Location
- 1091 N. Bluff St #801 St George, Utah United States

Information
- Type: Charter, five-year, arts specialty
- Established: 2021; 5 years ago (1999; 27 years ago as Tuacahn High School for the Arts)
- Authorizer: Utah State Charter School Board
- Principal: Drew Williams
- Staff: 36
- Grades: 8-12
- Enrollment: 272 (2023-2024)
- Student to teacher ratio: 14.27 (2023-2024)
- Color: White/blue
- Website: www.utahartsacademy.org

= Utah Arts Academy =

Utah Arts Academy (formerly Tuacahn High School for the Arts) is a public charter high school in the state of Utah, United States. It is located in St George, just outside Ivins. The school offers a full college preparatory curriculum, while focusing in-depth on the various areas of the performing arts.

==History==
Tuacahn High School for the Arts was founded as Tuacahn High School for the Performing Arts in 1999 as Utah's first charter high school. While first created as a music and dance conservatory, in association with Tuacahn Center for the Arts, Kevin Smith worked to create a high school for performing arts. In 2019 it was announced that the school would change its name, dropping "performing", to reflect expanded offerings of visual arts, technical theatre, film, and audio production.

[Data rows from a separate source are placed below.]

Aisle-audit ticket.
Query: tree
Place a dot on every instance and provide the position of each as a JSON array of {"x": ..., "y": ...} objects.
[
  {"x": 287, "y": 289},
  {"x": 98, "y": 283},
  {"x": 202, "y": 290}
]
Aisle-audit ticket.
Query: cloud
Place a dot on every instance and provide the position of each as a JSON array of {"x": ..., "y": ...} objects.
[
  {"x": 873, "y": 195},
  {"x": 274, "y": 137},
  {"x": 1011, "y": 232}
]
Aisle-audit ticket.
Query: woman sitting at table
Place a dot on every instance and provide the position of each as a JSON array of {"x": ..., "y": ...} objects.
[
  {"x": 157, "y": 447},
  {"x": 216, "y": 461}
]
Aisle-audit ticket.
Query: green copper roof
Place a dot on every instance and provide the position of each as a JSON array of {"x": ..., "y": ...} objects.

THSA closed its doors permanently on May 30, 2021, and transferred the charter to Utah Arts Academy, which is currently located in St. George, Utah.

==Academics==
Class offerings include five possible years of mathematics credits and an honors alternative; five years of English credits and corresponding honors courses; a three 1/2 credit hour history curriculum; five possible science credits; and a variety of technology, health, and social science courses to accompany the arts.